Uma petição com 4200 assinaturas a reclamar a admissão do passe social no Metro Sul do Tejo (MST) foi entregue no dia 9 na Assembleia da República. A iniciativa foi da comissão de utentes daquele transporte público que a lançou em Novembro passado e «rapidamente» obteve aquele número com o objectivo da sua entrega naquele mesmo mês.
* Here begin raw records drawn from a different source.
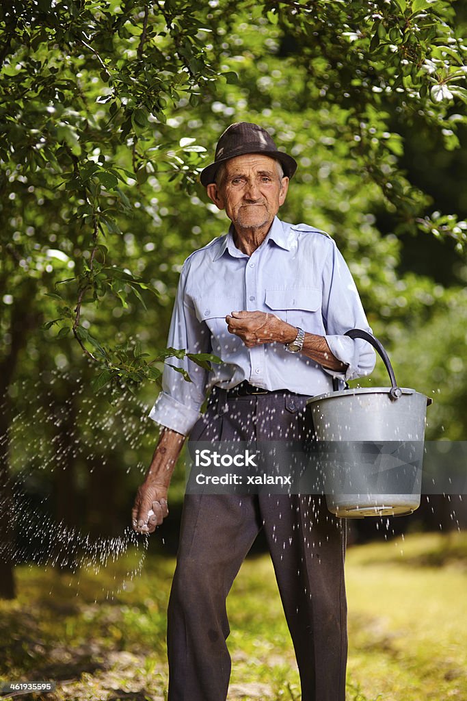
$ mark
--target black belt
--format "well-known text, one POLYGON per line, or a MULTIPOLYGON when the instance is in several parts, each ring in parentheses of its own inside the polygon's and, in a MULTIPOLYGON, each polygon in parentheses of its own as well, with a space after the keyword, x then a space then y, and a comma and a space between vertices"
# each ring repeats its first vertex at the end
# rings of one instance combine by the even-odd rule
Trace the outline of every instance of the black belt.
MULTIPOLYGON (((218 388, 222 389, 222 388, 218 388)), ((255 387, 251 385, 246 380, 244 380, 239 385, 232 387, 230 390, 223 390, 227 397, 248 397, 250 395, 264 395, 264 394, 290 394, 297 395, 296 392, 291 392, 290 390, 265 390, 263 387, 255 387)))

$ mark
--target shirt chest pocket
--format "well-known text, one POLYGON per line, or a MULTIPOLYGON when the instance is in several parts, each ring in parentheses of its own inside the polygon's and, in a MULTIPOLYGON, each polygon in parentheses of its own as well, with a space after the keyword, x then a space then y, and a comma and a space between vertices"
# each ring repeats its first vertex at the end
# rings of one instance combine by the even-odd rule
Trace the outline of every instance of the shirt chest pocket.
POLYGON ((281 319, 309 334, 325 332, 321 315, 321 291, 318 287, 267 290, 266 306, 281 319))

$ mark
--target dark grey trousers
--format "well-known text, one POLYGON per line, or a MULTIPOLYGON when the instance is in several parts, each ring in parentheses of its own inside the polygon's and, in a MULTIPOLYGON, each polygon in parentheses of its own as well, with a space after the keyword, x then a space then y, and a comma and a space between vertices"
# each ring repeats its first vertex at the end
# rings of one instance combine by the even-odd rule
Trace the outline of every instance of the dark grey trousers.
MULTIPOLYGON (((309 438, 306 399, 277 393, 228 400, 214 390, 190 441, 309 438)), ((344 701, 344 522, 327 510, 324 497, 263 492, 185 497, 168 609, 169 701, 225 701, 225 599, 262 527, 293 642, 302 701, 344 701)))

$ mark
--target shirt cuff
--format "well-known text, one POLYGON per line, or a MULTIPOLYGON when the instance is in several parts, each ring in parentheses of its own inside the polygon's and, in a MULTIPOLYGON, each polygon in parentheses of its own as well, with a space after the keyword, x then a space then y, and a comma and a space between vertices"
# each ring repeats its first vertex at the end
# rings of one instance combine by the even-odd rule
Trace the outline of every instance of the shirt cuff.
POLYGON ((186 407, 165 392, 161 392, 149 412, 149 418, 161 426, 188 435, 201 416, 200 411, 186 407))
POLYGON ((323 368, 328 374, 348 382, 357 377, 369 375, 375 367, 376 354, 366 341, 337 335, 326 336, 326 339, 333 355, 348 366, 345 372, 342 372, 323 368))

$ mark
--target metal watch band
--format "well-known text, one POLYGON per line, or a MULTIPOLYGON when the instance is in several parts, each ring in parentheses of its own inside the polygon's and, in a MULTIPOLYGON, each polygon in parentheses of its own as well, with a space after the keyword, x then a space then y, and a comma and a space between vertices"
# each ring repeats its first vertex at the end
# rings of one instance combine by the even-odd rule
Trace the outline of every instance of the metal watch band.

Só não o foi devido à promessa, aquando a inauguração do MST, feita pelo ministro dos Transportes Mário Lino de que iria receber os utentes, o que não veio a verificar-se, segundo declarações à Lusa de Luísa Ramos, representante daquele movimento de utentes.
«Chegámos a Fevereiro, o Governo não responde e as coisas continuam na mesma», explicou, justificando a decisão de proceder à entrega da petição no Parlamento.
Os moradores da Margem Sul pagam uma tarifa extra de nove euros no passe social para terem acesso ao metro, a somar aos 52,50 euros do passe «L123».


Prossegue aventura de Genuíno Madruga

O velejador açoriano Genuíno Madruga aportou no dia 5 à Ilha Santa Helena, Atlântico Sul, cumprindo mais uma etapa da sua segunda viagem solitária de circum-navegação.
O pescador, natural da Ilha do Pico, está agora a menos de 3 500 milhas de concluir este seu projecto de dar pela segunda vez a volta ao mundo, o que deverá acontecer dentro de aproximadamente dois meses, segundo os seus cálculos.
Depois de ter partido dos Açores no dia 25 de Agosto de 2007, a bordo do seu veleiro «Hemingway», Genuíno Madruga fez escalas em Cabo Verde, Brasil, Uruguai, Argentina, Chile, Ilha de Páscoa, Polinésia Francesa, Samoa, Fiji, Austrália, Timor, Indonésia, Maurícias e África do Sul.
Primeiro açoriano e segundo português a cometer a proeza de dar a volta ao mundo em veleiro solitário, Madruga apelidou a aventura de «Desafio do Cabo Horn», nela incluindo a travessia do mítico promontório chileno, o extremo sul da América Latina, conhecido pela sua extrema perigosidade devido às correntes, ondulação e ventos fortes.


Lisboa perde população

A capital do País perdeu nos últimos 50 anos 300 000 habitantes, embora o número de habitações neste período tenha multiplicado por cinco. Segundo dados recentemente revelados pela autarquia, Lisboa viu reduzida a sua população para cerca de meio milhão de pessoas, quando o seu número em 1960 se situava nos 800 000. Sintomático é ainda o facto de a população residente em Lisboa ser quase duas vezes mais envelhecida em comparação com a da região em que se insere e com o resto do País.
As estimativas apontam ainda para a existência actual de 60 mil casas devolutas, quando o seu número em 2001 era de cerca de 40 mil.
Entre 1997 e 2007, ainda segundo dados da Câmara Municipal, as verbas por esta gastas em políticas de habitação e reabilitação atingiram 1 135 milhões de euros, com resultados certamente muito aquém dos esperados se pensarmos que só entre 1991 e 2001, de acordo com dados do INE, Lisboa perdeu 100 000 habitantes, estimando-se que esta perda esteja a ocorrer ao ritmo médio de 10 000 habitantes por ano.


Clubes com salários em atraso

Quatro clubes da Liga, entre os quais o Leixões, e cinco da Liga de Honra têm salários em atraso para com os seus jogadores, situação que Joaquim Evangelista, presidente do Sindicato dos Jogadores, atribui à «amoralidade que grassa no futebol».
Os atletas do Estrela da Amadora vivem a situação mais dramática, com seis meses de ordenados em falta, apesar de dois terem sido pagos através do fundo de garantia salarial do Sindicato dos Jogadores Profissionais de Futebol e de no dia 5 terem recebido parte de outro salário.
O Vitória de Setúbal e o Leixões, ambos com três meses em falta, e o Belenenses, com dois, completam a lista de clubes do escalão principal que estão em situação de incumprimento.
Joaquim Evangelista, em declarações à Lusa, afirma que «o diagnóstico está feito» e deixa uma advertência: «a bolha vai rebentar e afectar vários clubes», pois «este quadro competitivo não tem futuro».